The development endpoint at https://linkzly-gaming-tracking-development.mec-fahid.workers.dev uses HTTPS and does not require any network security configuration changes.


Troubleshooting

Network request failed error

  1. Confirm the device has internet connectivity. Test with a simple fetch('https://gaming.linkzly.com') call.
  2. On Android, check that the network security config allows HTTPS traffic to gaming.linkzly.com.
  3. In Expo Go during development, ensure your development machine and device are on the same network if routing through a local proxy.

401 Unauthorized with HMAC enabled

  1. Confirm signingSecret in the client options matches the value in Game Settings → SDK Configuration exactly.
  2. Verify the device clock is synchronized. The replay window is 300 seconds (5 minutes).
  3. Ensure the body string passed to computeHmacSignature is identical to the string sent in the request body — do not JSON-serialize the payload twice.

Events dropped (events_dropped > 0)

Check that each event object includes all required fields: event_id, event_type, timestamp (ISO 8601), platform, player_id, and session_id. Events with missing required fields are dropped silently. The trace_id in the response can be provided to Linkzly support for diagnosis.

crypto.randomUUID is not a function

Upgrade to React Native 0.71 or later, or install react-native-get-random-values and import it at the top of your entry file (index.js). The randomUUID() helper in the client class includes a Math.random()-based fallback for environments where the native implementation is unavailable, but that fallback is not cryptographically secure — use it only for testing.

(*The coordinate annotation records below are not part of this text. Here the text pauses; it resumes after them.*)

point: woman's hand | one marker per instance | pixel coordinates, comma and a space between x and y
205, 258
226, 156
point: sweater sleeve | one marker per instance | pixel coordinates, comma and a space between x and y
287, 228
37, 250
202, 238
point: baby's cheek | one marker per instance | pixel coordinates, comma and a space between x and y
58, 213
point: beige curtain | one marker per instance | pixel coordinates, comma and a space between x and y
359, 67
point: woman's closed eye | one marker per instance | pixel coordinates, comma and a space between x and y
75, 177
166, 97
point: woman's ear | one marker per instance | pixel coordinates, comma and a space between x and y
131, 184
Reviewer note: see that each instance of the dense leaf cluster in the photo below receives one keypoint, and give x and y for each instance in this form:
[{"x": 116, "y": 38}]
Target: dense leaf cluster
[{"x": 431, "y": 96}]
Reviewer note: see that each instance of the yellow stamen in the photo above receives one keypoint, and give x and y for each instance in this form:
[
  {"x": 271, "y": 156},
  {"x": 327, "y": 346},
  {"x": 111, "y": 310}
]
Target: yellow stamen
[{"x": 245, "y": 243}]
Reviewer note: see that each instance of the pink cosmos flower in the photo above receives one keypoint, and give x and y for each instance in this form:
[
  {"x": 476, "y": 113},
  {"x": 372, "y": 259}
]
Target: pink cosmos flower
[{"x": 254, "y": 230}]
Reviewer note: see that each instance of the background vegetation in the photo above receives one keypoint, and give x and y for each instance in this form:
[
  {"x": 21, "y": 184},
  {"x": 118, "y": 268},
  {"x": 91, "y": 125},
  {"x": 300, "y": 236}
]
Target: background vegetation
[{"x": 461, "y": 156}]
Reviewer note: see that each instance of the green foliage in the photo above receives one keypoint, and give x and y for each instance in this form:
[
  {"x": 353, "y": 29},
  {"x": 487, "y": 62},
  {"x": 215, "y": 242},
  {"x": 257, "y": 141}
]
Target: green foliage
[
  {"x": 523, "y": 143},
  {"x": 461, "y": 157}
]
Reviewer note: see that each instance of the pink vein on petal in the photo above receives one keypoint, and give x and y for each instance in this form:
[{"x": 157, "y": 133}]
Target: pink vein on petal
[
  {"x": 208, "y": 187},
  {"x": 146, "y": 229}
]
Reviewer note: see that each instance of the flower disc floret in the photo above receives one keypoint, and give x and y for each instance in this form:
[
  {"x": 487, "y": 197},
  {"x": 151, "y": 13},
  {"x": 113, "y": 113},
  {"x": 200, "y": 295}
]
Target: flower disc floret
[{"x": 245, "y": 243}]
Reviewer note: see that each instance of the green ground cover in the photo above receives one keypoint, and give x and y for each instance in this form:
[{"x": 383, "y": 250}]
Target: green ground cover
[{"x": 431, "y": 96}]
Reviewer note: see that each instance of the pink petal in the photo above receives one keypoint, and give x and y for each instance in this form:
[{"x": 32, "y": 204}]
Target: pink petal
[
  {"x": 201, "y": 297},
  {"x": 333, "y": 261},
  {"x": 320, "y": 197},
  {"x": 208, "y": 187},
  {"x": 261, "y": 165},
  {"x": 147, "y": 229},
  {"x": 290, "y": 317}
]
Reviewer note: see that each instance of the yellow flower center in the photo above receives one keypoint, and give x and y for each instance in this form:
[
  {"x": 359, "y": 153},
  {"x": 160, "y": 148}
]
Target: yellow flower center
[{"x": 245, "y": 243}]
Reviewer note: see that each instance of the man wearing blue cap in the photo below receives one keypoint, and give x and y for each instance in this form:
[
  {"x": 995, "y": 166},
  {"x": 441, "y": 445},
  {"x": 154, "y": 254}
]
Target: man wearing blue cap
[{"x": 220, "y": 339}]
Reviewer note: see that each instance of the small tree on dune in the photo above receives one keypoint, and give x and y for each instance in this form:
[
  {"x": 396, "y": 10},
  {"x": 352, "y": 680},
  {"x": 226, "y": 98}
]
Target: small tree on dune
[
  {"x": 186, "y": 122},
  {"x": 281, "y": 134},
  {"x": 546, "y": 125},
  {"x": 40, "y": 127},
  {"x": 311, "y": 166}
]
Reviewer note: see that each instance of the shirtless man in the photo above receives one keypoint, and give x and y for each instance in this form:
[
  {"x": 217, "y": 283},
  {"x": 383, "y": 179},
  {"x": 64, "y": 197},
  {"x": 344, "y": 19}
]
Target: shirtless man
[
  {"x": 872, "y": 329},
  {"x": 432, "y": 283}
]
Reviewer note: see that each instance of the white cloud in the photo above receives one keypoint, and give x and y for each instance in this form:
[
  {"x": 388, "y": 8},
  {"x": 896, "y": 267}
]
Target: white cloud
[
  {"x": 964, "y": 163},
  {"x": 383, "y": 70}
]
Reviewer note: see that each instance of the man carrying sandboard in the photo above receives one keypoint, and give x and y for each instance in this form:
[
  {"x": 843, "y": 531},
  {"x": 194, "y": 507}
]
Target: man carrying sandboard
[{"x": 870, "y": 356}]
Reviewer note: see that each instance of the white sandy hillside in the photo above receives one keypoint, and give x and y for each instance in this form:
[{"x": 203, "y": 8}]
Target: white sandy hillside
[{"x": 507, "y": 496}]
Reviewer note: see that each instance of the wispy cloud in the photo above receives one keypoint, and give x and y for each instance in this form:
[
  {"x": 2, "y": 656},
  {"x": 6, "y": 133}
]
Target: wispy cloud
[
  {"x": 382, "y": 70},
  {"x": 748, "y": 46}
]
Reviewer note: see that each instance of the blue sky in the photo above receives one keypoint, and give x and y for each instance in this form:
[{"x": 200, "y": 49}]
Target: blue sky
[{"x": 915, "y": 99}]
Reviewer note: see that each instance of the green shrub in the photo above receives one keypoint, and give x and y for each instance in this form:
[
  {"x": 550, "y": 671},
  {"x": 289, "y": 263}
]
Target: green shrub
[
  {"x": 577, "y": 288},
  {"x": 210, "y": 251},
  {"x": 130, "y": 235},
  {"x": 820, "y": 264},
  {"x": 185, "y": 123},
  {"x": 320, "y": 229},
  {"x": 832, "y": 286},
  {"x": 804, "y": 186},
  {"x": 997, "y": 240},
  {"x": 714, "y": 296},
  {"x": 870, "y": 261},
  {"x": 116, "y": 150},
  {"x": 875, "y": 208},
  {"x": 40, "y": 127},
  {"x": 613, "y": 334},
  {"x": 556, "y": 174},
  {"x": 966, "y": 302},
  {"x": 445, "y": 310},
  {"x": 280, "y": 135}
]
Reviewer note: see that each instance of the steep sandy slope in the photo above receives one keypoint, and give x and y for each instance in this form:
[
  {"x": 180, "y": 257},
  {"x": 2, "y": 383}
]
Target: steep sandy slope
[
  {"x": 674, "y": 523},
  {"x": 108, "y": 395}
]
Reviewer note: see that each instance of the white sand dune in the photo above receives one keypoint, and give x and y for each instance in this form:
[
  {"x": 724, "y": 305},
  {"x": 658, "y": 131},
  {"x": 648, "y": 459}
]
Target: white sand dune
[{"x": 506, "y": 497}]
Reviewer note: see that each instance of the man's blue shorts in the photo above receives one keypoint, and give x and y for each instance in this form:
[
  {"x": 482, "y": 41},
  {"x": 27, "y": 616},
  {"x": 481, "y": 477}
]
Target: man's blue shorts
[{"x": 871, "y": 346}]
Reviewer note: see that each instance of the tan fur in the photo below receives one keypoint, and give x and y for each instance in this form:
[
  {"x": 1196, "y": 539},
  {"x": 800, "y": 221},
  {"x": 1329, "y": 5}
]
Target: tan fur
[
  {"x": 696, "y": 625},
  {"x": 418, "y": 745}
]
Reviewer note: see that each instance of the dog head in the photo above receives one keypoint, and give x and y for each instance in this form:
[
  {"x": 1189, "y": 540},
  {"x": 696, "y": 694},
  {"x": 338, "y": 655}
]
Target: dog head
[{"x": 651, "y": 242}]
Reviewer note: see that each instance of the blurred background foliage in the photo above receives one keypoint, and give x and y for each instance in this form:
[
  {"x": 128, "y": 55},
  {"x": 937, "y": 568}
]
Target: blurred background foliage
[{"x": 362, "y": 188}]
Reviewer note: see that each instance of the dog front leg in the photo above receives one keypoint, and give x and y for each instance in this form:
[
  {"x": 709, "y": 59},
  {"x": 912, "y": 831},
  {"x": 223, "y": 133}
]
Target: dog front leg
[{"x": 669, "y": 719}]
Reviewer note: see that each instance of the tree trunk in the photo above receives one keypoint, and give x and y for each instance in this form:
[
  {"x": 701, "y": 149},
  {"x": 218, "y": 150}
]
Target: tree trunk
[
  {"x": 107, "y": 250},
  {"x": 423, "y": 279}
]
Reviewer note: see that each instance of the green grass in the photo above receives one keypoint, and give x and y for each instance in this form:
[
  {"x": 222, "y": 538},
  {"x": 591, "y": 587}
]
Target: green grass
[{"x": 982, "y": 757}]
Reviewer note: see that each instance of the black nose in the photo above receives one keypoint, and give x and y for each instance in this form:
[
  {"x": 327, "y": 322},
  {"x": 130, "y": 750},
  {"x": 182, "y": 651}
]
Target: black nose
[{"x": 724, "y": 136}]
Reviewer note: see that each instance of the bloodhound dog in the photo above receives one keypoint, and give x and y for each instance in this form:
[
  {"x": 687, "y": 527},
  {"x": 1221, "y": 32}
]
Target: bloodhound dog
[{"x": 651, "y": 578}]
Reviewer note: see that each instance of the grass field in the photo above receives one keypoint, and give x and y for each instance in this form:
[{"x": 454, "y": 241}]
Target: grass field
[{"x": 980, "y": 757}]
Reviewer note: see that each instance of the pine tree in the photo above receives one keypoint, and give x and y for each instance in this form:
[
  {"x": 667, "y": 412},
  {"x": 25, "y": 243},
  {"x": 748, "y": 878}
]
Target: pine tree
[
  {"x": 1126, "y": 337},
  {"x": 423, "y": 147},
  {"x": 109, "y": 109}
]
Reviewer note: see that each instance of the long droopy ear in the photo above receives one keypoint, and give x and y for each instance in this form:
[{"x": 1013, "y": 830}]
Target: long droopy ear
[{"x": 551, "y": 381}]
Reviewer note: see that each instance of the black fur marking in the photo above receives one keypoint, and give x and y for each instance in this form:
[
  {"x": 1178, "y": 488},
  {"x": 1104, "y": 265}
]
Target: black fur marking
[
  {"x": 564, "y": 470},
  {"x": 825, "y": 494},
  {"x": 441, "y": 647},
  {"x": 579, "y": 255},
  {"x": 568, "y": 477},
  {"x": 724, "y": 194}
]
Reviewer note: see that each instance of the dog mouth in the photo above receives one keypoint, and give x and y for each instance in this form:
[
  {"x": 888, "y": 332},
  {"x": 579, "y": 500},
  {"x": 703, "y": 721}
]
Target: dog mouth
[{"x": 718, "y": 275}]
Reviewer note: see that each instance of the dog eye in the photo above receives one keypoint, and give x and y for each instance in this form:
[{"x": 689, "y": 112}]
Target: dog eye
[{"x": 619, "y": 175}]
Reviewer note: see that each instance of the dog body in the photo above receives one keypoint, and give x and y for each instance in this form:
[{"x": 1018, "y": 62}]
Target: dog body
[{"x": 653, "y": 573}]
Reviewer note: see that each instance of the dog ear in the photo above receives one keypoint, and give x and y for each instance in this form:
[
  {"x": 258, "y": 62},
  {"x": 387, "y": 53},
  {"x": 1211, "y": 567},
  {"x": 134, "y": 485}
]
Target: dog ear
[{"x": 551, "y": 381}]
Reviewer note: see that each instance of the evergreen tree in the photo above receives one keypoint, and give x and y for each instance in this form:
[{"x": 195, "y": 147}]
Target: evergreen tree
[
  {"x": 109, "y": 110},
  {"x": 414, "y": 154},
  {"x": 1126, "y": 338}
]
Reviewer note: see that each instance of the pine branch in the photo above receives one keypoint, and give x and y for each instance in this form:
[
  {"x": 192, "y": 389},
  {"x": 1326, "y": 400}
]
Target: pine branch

Platform detected incorrectly

Platform.OS returns 'ios', 'android', or 'web'. The client maps 'ios' and anything else to their respective platform values. If you are building a React Native Web target and need the platform set to 'web', construct a separate client instance with an explicit override for the web build target.

HMAC signing throws "crypto.subtle is not available"

Install react-native-quick-crypto (bare workflow) or use the expo-crypto-based approach described in the HMAC Signing section. For Expo SDK 51+ and React Native 0.74+, crypto.subtle is available natively and no additional packages are required.